Here’s the bad news. This is thought to be the first generation of children with a shorter lifespan than their parents’. Adult Onset Diabetes has been renamed Type 2 Diabetes because it’s suddenly showing up in younger and younger people – American children born in 2000 face a 1-in-3 chance of developing it. Forty percent of children ages 5 to 8 show at least one heart disease risk factor, including hypertension and obesity, which among children has doubled over the past two decades. And the first signs of arteriosclerosis are appearing as young as age 5 – something never before seen in anyone under the age of 30.

The good news is that it doesn’t take much to turn things around. We just have to make sure our kids are physically active! Following are some tips for making that happen:

  • Turn off the TV! Research shows children are being electronically entertained an average of five to six hours a week. Without electronics, they’ll have to find other ways to keep themselves entertained.
  • Encourage your children to engage in active play. Research has demonstrated that the most active children are those whose parents have encouraged them to be active.
  • Play with your children!

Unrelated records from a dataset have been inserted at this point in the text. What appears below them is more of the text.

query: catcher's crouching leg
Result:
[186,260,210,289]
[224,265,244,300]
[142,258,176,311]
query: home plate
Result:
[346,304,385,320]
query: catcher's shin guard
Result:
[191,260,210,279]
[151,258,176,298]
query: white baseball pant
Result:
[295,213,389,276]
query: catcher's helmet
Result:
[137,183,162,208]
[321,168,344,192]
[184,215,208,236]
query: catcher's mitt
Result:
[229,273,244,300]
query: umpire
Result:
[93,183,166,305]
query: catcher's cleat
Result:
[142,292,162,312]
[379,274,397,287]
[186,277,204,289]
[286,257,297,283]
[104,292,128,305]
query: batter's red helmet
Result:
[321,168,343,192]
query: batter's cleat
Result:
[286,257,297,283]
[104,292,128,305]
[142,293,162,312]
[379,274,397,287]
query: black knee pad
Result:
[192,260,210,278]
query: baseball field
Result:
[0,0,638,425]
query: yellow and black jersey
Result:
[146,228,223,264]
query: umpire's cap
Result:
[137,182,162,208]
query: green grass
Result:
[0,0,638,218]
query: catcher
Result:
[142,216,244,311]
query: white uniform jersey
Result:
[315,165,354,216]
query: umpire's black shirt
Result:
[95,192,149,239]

Blow bubbles for them to chase, play tag and hide-and-seek, put on an up-tempo song and boogie in the living room, or break out the pots and pans and hold a parade around the house!
  • Serve as a role model, taking part in physical activity yourself – cheerfully!
  • Take the children to parks, playgrounds, or beaches; on hikes, bowling, or skating during vacations and weekends.
  • Don’t send the wrong message about physical activity by endlessly circling the parking lot for the spot closest to the door. Instead, make a game out of parking as far as possible from the door and finding different ways to get to it (walking backward, tiptoeing, jogging, or skipping).
  • When it’s time for gift giving, select items like hula-hoops; balls in a variety of shapes, sizes, and textures; roller skates; or a wading pool or swing set. When shopping for games, Twister has more to offer than a board game. And CDs with lively music are a better choice than movie videos.
  • Don’t expect organized sports to take care of your child’s physical activity needs. There’s more waiting than moving in most structured, adult-directed games.

    Get your kids active – early and often. You’ll sleep better, knowing you’ve had a hand in keeping them healthy. And guess what? They’ll sleep better, too!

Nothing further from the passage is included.